Voor Curaçao en Sint Maarten blijft het tijdig opstellen en vaststellen van de begrotingen, begrotingswijzigingen en jaarrekening een aandachtspunt. Volgens het Cft worden deze instrumenten van het budgetrecht van de Staten van deze landen verre van optimaal worden benut.
De Rijksministerraad heeft in 2014 een aanwijzing gegeven aan de Gouverneur van Aruba om de begroting van 2014 van een onafhankelijke rapportage door het secretariaat van het Cft te voorzien. Dat heeft geleid tot een begrotingswijziging, waarin ook een pad naar een structureel begrotingsevenwicht vanaf het begrotingsjaar 2018 is vastgelegd. In december 2014 heeft Aruba met de Rijksministerraad afgesproken ook de begroting van 2015 te doen toetsen door het Cft, vooruitlopend op structureel financieel toezicht.
Voorbereiden op evaluaties
De vier rijkswetten op het terrein van Veiligheid en Justitie (Openbaar Ministerie, Gemeenschappelijk Hof, Politie en de Raad voor de Rechtshandhaving) worden geëvalueerd. De opdracht hiervoor is in 2014 goedgekeurd door de vier ministers van Justitie van de landen en door de Rijksministerraad. De evaluatiecommissie justitiële Rijkswetten neemt ook de werking van deze rijkswetten voor Caribisch Nederland mee. Het eindrapport wordt naar verwachting uiterlijk 10 oktober 2015 opgeleverd. Voor de evaluatie van de Rijkswet financieel toezicht zijn in 2014 geen voorbereidingen getroffen. Dat zal, na overleg met de landen, begin 2015 gebeuren.

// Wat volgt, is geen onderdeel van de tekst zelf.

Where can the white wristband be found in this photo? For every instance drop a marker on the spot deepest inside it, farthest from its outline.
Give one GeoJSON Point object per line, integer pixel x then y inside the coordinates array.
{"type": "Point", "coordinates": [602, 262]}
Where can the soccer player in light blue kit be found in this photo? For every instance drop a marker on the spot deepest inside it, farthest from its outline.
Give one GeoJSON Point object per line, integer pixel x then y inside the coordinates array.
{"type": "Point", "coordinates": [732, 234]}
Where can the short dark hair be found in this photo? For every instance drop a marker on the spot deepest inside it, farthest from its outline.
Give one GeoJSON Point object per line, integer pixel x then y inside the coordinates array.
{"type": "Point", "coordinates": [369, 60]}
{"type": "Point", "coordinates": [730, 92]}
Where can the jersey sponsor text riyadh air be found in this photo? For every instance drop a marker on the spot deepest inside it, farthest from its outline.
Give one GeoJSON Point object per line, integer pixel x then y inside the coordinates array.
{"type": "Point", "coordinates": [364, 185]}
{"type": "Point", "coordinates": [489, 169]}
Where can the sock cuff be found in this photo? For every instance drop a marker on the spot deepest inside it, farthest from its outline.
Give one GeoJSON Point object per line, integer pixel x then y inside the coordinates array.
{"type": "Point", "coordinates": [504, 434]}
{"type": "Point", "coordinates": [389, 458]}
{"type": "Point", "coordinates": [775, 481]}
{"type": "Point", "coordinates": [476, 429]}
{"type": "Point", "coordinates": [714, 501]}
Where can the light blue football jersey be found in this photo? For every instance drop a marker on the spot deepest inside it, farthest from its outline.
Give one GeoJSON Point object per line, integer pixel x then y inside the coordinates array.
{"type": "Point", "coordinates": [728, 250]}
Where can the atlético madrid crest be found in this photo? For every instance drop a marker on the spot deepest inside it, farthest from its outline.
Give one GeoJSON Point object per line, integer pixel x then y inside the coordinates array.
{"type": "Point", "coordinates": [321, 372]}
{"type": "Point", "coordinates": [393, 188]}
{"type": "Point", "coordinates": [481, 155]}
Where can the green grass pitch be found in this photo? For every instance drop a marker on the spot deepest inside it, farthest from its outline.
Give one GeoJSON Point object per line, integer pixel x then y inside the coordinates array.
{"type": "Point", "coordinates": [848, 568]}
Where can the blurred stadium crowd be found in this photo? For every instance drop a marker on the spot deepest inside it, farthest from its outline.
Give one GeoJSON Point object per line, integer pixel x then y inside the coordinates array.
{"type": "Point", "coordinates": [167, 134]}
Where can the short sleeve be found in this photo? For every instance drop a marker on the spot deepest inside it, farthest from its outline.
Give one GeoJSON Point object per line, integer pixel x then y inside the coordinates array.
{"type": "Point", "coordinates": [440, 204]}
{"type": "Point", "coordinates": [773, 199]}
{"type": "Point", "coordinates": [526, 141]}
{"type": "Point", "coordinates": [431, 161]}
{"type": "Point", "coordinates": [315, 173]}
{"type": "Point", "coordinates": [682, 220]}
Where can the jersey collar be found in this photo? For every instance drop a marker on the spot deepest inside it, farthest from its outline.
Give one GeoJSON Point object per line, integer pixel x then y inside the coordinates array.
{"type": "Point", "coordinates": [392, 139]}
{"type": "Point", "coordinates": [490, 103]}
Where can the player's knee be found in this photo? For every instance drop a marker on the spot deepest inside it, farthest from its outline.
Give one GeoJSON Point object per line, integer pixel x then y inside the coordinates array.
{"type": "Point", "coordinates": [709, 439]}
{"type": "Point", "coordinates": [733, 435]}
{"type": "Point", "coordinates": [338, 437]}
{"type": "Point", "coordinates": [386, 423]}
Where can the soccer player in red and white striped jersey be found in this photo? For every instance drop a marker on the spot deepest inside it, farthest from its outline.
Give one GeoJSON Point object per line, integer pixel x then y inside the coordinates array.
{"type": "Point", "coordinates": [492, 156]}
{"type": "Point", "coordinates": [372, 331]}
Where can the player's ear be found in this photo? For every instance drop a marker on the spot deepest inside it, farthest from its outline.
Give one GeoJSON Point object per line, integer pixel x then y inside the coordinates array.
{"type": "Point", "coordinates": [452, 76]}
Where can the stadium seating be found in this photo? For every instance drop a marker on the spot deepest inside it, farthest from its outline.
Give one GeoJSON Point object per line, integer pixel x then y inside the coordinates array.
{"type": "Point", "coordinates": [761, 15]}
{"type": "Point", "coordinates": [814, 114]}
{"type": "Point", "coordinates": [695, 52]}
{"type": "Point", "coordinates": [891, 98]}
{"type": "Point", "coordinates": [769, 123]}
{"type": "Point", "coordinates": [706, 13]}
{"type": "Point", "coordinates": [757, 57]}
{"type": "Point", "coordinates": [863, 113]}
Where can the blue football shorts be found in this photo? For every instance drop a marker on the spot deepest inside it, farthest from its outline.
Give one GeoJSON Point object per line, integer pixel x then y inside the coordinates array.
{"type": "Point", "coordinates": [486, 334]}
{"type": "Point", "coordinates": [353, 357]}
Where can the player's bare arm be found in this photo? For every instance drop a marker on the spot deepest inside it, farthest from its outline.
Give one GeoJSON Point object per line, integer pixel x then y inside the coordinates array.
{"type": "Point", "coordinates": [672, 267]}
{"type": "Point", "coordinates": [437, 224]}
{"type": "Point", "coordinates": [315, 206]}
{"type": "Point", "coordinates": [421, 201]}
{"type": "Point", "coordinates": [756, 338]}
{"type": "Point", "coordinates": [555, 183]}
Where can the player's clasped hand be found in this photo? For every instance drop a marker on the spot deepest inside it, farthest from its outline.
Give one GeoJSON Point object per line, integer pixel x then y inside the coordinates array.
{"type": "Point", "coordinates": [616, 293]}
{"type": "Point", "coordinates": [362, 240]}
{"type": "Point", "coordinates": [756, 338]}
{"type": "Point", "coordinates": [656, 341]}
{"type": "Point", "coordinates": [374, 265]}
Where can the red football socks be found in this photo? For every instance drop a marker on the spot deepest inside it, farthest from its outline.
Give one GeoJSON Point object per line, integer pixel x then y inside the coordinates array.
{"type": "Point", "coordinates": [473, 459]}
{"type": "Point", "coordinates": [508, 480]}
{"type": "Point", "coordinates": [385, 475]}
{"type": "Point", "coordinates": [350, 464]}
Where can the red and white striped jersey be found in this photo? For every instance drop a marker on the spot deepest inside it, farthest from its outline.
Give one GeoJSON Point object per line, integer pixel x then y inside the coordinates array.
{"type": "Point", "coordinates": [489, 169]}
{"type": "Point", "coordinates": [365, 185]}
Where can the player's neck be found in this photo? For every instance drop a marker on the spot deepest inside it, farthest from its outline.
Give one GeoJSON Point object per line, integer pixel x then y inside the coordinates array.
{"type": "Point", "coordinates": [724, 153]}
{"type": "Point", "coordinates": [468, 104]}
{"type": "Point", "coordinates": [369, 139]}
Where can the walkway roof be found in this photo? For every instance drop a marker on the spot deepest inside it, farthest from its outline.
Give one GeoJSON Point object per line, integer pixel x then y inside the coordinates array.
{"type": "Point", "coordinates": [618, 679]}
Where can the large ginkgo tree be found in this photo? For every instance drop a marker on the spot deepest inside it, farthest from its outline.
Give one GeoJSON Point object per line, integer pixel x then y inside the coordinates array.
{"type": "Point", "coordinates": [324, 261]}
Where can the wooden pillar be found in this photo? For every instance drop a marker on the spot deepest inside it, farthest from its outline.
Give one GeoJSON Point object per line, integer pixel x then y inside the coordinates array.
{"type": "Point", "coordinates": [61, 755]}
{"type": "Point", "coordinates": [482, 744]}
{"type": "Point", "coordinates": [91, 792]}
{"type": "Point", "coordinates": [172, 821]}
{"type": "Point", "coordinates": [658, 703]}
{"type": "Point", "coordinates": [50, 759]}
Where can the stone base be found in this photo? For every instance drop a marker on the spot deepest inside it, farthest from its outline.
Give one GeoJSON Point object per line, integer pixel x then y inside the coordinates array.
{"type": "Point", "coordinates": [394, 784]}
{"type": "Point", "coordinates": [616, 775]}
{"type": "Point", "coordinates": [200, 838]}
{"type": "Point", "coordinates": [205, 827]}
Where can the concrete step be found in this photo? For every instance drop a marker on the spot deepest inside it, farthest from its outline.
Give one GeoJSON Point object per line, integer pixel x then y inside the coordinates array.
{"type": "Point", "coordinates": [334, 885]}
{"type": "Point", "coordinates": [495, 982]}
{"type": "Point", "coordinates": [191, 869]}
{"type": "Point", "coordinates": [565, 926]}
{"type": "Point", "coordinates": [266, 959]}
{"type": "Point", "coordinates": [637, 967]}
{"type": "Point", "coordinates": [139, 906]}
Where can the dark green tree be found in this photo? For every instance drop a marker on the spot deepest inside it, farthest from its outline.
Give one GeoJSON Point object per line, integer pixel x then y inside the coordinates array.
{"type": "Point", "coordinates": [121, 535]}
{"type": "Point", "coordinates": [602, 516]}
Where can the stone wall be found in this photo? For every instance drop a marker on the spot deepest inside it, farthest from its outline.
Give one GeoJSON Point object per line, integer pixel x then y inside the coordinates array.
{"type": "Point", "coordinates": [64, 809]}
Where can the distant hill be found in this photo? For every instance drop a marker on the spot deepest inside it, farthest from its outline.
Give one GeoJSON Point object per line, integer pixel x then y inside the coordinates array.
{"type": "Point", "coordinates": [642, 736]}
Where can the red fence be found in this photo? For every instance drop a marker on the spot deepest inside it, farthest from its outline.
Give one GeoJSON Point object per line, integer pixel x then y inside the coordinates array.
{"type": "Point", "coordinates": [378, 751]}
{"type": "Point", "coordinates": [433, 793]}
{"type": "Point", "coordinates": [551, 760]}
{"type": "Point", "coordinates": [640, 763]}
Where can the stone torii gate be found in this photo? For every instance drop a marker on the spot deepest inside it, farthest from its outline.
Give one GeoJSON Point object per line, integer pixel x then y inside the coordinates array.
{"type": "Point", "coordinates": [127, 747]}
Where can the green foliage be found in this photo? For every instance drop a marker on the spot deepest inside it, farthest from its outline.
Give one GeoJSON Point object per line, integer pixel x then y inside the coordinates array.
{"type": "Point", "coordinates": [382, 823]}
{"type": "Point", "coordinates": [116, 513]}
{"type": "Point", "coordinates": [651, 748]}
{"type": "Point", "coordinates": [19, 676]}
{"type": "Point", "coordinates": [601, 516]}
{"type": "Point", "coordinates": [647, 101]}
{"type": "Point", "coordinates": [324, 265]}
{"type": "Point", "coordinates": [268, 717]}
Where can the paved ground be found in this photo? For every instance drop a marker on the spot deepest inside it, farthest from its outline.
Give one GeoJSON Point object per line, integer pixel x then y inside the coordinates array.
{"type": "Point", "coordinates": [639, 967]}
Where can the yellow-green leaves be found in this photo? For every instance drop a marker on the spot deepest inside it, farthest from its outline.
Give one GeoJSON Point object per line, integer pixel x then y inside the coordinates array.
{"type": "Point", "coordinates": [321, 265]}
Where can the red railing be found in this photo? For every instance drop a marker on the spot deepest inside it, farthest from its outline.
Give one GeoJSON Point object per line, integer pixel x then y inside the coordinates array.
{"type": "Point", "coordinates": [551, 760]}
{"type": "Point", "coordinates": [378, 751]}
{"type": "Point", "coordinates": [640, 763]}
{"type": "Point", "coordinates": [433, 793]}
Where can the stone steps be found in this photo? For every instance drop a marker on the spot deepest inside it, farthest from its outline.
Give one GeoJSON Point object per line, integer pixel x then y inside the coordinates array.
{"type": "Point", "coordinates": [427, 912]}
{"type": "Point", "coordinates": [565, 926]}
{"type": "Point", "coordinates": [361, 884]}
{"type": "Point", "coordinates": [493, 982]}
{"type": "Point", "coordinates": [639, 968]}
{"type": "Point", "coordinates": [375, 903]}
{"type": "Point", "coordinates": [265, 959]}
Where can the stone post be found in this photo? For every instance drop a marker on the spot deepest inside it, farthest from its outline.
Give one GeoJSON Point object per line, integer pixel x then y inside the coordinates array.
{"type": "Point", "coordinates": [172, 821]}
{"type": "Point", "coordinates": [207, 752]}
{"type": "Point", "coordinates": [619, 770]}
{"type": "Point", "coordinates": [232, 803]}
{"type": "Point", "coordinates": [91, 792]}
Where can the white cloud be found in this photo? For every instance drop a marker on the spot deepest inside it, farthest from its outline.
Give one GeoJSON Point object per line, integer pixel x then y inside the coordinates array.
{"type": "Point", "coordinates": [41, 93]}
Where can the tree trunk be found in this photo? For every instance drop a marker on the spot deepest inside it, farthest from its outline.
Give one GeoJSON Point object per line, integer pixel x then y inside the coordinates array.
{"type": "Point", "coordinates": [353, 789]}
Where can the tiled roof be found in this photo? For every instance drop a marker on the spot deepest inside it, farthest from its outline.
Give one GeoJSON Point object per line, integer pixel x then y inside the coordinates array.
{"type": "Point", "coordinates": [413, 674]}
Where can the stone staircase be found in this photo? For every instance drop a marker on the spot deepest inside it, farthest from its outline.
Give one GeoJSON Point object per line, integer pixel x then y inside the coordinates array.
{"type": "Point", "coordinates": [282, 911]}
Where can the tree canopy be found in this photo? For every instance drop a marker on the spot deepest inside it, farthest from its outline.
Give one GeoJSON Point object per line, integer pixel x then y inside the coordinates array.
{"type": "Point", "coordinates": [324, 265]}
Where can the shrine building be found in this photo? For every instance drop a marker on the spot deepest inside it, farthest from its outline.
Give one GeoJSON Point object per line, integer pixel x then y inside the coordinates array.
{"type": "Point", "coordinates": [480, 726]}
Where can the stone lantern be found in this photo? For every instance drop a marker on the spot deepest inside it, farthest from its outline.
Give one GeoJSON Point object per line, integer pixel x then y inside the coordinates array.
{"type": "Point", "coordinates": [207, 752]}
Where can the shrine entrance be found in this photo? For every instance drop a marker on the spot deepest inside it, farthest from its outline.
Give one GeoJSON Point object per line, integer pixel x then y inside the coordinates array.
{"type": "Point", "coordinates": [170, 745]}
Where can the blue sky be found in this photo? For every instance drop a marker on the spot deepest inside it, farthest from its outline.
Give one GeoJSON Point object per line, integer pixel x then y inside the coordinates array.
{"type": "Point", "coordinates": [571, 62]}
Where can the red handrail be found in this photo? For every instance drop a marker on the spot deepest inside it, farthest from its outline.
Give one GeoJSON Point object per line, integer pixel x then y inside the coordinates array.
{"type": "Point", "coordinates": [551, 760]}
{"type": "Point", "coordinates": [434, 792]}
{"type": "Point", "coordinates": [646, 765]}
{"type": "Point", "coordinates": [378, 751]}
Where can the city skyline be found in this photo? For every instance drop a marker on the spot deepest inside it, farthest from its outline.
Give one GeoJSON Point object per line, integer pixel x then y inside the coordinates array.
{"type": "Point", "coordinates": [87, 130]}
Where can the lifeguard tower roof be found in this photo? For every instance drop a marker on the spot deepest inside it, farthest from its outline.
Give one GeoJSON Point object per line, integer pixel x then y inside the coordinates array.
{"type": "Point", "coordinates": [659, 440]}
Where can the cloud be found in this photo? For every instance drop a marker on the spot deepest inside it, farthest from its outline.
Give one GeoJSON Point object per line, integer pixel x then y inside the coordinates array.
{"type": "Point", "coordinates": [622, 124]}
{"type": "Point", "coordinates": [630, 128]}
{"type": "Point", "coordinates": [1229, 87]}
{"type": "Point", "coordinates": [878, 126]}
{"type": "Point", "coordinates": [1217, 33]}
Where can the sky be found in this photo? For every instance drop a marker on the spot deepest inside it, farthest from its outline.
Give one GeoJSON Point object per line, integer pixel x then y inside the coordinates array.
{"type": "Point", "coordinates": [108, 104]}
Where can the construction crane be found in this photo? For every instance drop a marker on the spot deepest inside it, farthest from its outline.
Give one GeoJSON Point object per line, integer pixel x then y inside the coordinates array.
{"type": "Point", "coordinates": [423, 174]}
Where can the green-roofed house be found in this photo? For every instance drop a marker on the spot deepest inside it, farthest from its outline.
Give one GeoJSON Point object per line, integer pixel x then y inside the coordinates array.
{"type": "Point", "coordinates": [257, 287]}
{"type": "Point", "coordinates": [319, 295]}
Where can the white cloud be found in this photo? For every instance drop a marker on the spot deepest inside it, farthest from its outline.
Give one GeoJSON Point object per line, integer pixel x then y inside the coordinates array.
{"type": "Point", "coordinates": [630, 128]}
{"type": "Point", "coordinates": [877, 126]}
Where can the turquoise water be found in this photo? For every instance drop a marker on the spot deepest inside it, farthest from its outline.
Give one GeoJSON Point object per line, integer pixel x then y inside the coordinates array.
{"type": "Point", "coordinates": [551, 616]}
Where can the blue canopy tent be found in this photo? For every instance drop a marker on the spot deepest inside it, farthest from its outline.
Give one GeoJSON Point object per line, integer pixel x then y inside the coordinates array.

Waarborging Plannen van Aanpak landstaken Curaçao en Sint Maarten
Met ingang van 10 oktober 2014 is de Algemene Maatregel van Rijksbestuur Samenwerkingsregeling waarborging plannen van aanpak landstaken Curaçao en Sint Maarten (wederom) verlengd met een periode van twee jaar. Dit houdt in dat afronding van de plannen van aanpak beoogd is op uiterlijk 10 oktober 2016. Reden voor deze verlenging is het niet bijtijds afronden van alle plannen van aanpak.
Vereffening boedel voormalig Nederlandse Antillen
In 2011 is de vereffeningcommissie van start gegaan om te adviseren over de toedeling van activa en passiva uit de boedel van het per 10 oktober 2010 opgeheven land Nederlandse Antillen. De commissie adviseert de Ministers van Financiën van Curaçao en Sint Maarten en de Nederlandse Minister van Binnenlandse Zaken en Koninkrijksrelaties over de verdeling tussen Curaçao, Sint Maarten en Nederland (als rechtsopvolger voor Bonaire, Sint Eustatius en Saba). Begin januari 2015 is het rapport van de commissie aangeboden aan de drie rechtsopvolgers van het land Nederlandse Antillen. De landen zullen in 2015 hun standpunt ten aanzien van het rapport bepalen en met elkaar bespreken teneinde de vervolgstappen voor de feitelijke vereffening te kunnen zetten.
Beleidsdoorlichtingen
Artikel | Naam artikel | 2008 | 2009 | 2010 | 2011 | 2012 | 2013 | 2014 | Geheel artikel? |
---|---|---|---|---|---|---|---|---|---|
1 | Waarborgfunctie | X1 | ja | ||||||
2 | Bevorderen autonomie Koninkrijkspartners |
Artikel 1 Waarborgfunctie
Conform de begroting 2015 zal de volgende beleidsdoorlichting in 2017 aan de Tweede Kamer worden aangeboden.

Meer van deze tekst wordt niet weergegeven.